I'm using archlinux, dwm and dwmblocks. At startup dwmblocks shows only the icons of the blocks', without loading the scripts output. If I run

$ killall dwmblocks

and restart

$ dwmblocks &

it loads all required modules flawlessly.

For me, as a nonprofessional, it seems that the $PATH is not read before startx. So in .xinitrc I've sourced the bashrc (where the $PATH is extended) with

source $HOME/.bashrc &

before running dwmblocks &.

Also I've tried to delay the execution of dwmblocks by placing sleep 2 a line above. This doesn't help either.

Searching for the Xorg log-files wasn't a success eather. I've found them as indicated by archwiki, however the file dowsen't seem to give any clue about dwmblocks.

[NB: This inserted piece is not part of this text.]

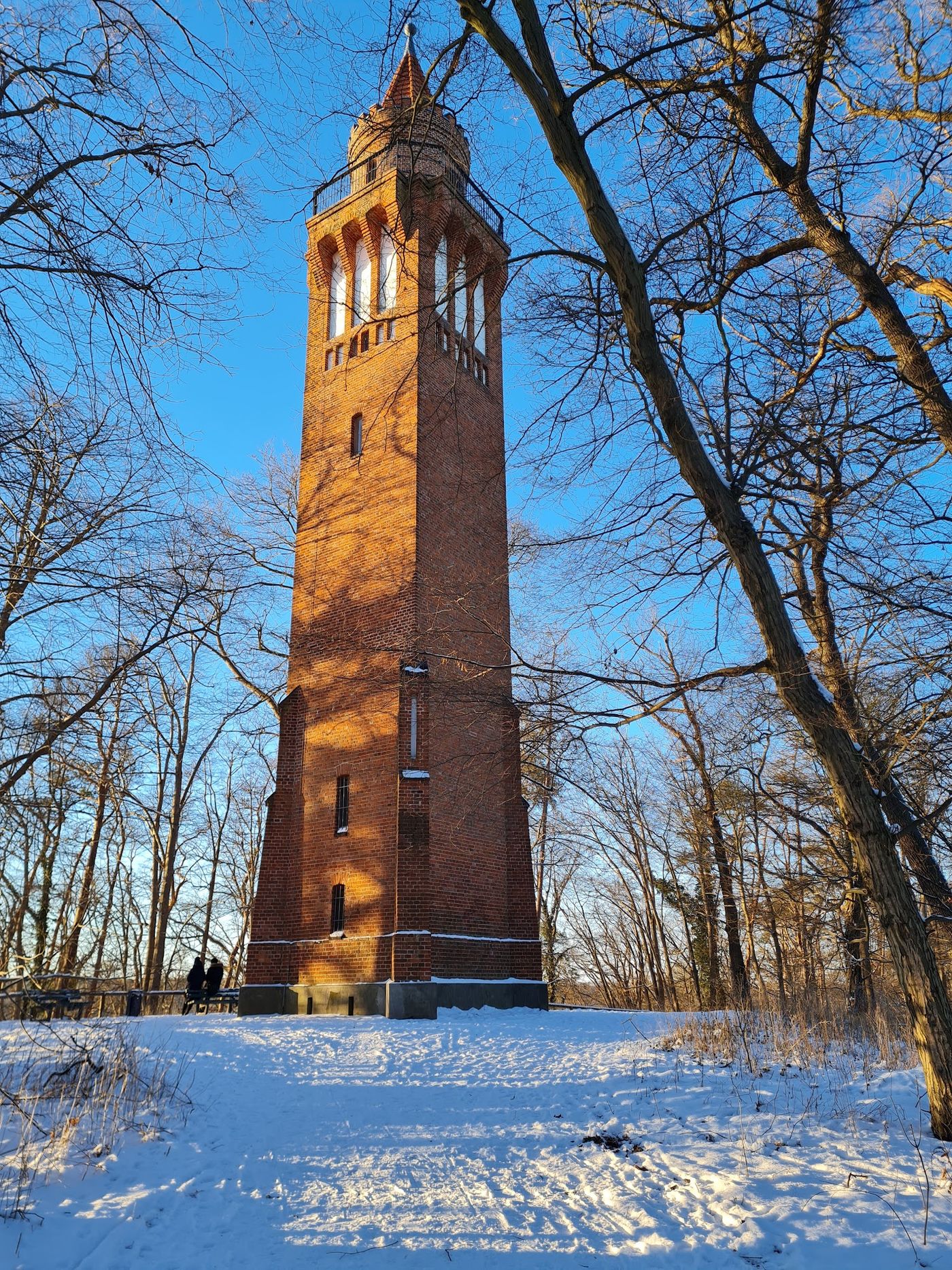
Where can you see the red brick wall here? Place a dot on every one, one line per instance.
(401, 554)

  • Why are you setting the path in .bashrc instead of .profile? That's probably the problem. Does it work as expected if you put your PATH definitions in ~/.profile, then log out and log back in? Also, how are you starting dwmblocks? – terdon Nov 12 '20 at 13:09
  • @terdon thank you for helping. I've added the paths to .profile. It didn't work. I'm startingdwmblocks in .xinitrc with dwmblocks & command. – alex Nov 12 '20 at 13:33
  • Hmm. OK, I'm not sure that .xinitrc is read by bash, so source (which is a non=-portable, bash thing) might not be working. Try using . /home/alex/.bashrc (use . instead of source and use the full path) in your .xinitrc, does that help? – terdon Nov 12 '20 at 13:44
  • @terdon Thank you for the good advice. With . /home/alex/.profile & in .xinitrc it worked -- source ... doesen't work (do you have an idea why). Please feel free to add it as answer and I will confirm and upvote it happily (-: – alex Nov 12 '20 at 14:25

The command source is not portable. That is a bash-specific (possibly also some other shells) alias to the standard POSIX shell command .. So, it looks like your .profile is being read by something other than bash which means you should use . and not source.

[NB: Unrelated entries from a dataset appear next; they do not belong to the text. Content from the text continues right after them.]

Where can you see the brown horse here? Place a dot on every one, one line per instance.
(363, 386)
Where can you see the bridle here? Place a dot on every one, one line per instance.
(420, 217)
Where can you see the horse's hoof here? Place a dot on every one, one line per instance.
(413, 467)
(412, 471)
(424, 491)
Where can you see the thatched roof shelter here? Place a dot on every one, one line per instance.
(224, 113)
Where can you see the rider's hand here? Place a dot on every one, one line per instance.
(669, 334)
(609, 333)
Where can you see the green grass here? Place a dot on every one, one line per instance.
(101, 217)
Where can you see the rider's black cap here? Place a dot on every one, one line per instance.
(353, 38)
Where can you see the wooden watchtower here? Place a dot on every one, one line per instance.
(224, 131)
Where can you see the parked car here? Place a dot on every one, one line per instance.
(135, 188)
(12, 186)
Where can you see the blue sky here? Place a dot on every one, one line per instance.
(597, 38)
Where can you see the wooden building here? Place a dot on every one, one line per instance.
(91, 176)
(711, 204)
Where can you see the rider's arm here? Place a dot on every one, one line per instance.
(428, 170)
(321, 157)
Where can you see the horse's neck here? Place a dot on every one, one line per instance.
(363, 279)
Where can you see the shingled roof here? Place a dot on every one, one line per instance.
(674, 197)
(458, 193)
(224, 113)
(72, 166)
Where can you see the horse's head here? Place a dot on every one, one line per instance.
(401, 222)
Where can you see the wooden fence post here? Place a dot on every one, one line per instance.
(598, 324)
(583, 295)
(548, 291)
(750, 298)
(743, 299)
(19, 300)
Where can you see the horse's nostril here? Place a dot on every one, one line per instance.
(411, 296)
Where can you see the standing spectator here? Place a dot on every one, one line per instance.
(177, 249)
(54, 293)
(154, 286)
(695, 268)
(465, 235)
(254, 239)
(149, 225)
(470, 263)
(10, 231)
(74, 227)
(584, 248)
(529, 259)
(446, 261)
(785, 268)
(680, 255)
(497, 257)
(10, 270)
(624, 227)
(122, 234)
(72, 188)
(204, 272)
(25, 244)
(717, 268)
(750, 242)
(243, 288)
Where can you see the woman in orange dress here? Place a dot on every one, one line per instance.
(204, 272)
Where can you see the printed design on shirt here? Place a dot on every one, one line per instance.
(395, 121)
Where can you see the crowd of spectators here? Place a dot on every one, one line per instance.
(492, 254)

Also, you can't be sure that $HOME will be set (it may well be in this case, but it might not) so use an absolute path instead, to be on the safe side. Finally, you don't need to send that to the background, it will just read the file and exit. Putting all that together, try using this instead:

. /home/alex/.bashrc

Also note that environment variables are better placed in ~/.profile and not ~/.bashrc since ~/.bashrc is only read by the bash shell and only for interactive, non-login shell sessions.